The immediate treatment is providing glucose quickly to stop the body from relying on fat. For mild episodes at home, this may mean offering frequent carbohydrate-rich fluids. For more serious episodes, a trip to the emergency room is necessary. Families of children with VLCAD typically carry an emergency letter from their metabolic team explaining the condition and the need for prompt glucose support, since most ER physicians rarely encounter this disorder.
Long-Term Outlook
The prognosis for VLCAD deficiency has improved dramatically since newborn screening became widespread. Babies identified before their first crisis and started on appropriate dietary management do significantly better than those diagnosed only after a severe episode. Children with the milder childhood-onset form generally do well with dietary precautions and illness management plans.

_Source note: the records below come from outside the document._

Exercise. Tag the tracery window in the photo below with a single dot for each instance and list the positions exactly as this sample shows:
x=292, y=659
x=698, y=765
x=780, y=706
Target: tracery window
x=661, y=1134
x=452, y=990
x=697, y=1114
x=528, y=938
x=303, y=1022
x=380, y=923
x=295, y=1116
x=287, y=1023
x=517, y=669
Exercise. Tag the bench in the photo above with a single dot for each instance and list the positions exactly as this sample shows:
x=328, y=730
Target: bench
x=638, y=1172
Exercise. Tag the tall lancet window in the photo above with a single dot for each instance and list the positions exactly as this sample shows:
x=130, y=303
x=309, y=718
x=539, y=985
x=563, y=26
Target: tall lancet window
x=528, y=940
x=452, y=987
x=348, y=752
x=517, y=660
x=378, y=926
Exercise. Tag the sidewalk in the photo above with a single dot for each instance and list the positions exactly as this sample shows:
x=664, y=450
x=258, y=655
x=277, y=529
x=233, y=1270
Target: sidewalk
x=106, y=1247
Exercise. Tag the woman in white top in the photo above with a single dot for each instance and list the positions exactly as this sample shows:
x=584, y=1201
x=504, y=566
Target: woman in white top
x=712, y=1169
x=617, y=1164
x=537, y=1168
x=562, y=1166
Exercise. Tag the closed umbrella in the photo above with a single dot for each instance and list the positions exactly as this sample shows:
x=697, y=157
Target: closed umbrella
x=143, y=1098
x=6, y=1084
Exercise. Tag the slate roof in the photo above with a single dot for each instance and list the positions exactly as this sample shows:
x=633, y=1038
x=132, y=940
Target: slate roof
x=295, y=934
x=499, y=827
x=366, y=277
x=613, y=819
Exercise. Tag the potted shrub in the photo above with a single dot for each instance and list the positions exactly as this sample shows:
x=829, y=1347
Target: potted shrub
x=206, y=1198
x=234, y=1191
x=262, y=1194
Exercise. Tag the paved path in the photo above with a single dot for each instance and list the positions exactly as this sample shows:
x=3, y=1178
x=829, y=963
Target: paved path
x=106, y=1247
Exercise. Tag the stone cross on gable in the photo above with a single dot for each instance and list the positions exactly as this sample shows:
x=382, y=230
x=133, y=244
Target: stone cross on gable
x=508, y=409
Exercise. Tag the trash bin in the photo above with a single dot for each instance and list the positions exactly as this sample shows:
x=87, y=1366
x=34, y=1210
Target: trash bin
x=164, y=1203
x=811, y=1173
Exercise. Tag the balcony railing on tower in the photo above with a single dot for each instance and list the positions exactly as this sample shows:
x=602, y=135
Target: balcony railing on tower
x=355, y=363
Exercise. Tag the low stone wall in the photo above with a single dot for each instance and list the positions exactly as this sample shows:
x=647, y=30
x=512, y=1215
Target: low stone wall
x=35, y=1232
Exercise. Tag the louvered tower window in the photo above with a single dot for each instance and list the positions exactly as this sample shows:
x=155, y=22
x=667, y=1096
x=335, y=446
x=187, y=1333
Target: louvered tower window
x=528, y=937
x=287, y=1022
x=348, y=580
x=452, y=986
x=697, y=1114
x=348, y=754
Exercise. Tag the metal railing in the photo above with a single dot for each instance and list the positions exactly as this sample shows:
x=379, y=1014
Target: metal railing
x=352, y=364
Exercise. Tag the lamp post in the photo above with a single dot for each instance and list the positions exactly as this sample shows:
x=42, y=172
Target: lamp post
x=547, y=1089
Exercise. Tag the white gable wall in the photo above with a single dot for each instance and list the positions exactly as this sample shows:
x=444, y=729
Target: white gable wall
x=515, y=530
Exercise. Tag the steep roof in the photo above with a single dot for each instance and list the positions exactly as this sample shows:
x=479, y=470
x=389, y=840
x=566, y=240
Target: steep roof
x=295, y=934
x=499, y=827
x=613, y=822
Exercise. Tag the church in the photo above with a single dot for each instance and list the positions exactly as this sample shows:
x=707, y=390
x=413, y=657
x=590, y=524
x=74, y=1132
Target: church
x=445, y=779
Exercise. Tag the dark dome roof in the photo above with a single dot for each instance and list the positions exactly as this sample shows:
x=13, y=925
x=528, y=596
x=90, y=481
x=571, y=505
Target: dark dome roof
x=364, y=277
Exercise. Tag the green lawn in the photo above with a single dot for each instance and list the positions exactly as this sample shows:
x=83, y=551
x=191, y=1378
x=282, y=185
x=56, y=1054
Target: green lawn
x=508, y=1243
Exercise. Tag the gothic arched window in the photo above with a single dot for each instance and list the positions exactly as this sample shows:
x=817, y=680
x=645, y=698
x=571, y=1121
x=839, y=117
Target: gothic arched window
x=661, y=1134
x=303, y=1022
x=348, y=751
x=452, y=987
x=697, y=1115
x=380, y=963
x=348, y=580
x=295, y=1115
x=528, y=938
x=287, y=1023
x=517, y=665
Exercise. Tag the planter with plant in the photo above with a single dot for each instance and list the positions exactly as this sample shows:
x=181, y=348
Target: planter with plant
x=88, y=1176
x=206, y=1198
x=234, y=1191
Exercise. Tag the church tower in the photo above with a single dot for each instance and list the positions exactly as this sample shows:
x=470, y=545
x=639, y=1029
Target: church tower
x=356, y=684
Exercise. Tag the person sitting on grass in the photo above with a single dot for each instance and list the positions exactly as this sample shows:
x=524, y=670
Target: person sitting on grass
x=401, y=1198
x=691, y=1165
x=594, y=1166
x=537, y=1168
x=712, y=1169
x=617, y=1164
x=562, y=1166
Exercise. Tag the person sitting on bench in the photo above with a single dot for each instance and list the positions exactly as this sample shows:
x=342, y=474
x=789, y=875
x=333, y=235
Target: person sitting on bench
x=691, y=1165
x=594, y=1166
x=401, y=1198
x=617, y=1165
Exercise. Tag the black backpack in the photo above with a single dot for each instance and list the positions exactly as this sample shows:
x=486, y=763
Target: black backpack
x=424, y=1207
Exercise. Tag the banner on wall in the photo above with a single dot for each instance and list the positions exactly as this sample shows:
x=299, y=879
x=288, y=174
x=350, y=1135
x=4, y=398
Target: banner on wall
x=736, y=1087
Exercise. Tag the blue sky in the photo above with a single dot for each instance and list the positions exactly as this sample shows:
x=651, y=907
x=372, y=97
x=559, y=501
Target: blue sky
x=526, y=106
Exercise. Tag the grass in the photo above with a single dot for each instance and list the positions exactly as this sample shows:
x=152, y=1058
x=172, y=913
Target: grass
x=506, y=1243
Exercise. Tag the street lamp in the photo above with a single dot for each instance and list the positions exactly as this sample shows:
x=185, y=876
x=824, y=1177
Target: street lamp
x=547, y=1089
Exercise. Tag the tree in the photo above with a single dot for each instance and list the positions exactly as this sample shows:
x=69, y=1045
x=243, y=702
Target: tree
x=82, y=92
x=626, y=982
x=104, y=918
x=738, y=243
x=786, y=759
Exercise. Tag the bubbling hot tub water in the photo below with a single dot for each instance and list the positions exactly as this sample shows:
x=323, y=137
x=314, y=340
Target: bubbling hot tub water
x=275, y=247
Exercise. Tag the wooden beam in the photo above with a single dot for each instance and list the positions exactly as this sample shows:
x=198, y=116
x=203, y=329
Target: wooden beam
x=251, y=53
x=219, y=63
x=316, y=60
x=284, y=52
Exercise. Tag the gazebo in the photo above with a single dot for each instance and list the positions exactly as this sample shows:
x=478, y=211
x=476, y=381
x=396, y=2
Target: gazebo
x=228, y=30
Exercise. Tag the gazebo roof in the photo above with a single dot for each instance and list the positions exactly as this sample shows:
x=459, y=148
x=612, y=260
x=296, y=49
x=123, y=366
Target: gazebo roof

The early-onset severe form carries the highest risk, particularly for heart complications in the first year of life. However, many children with severe VLCAD who survive infancy see their cardiac function stabilize or improve with treatment. The condition does not go away, but the heart’s vulnerability often decreases as children grow, partly because older children can eat more frequently on their own and have larger glycogen stores to draw on between meals.
VLCAD is a lifelong condition that requires ongoing attention to diet, fasting avoidance, and illness planning. Most children attend regular school, participate in age-appropriate activities, and lead full lives, particularly when their families and medical teams work together to prevent crises before they start.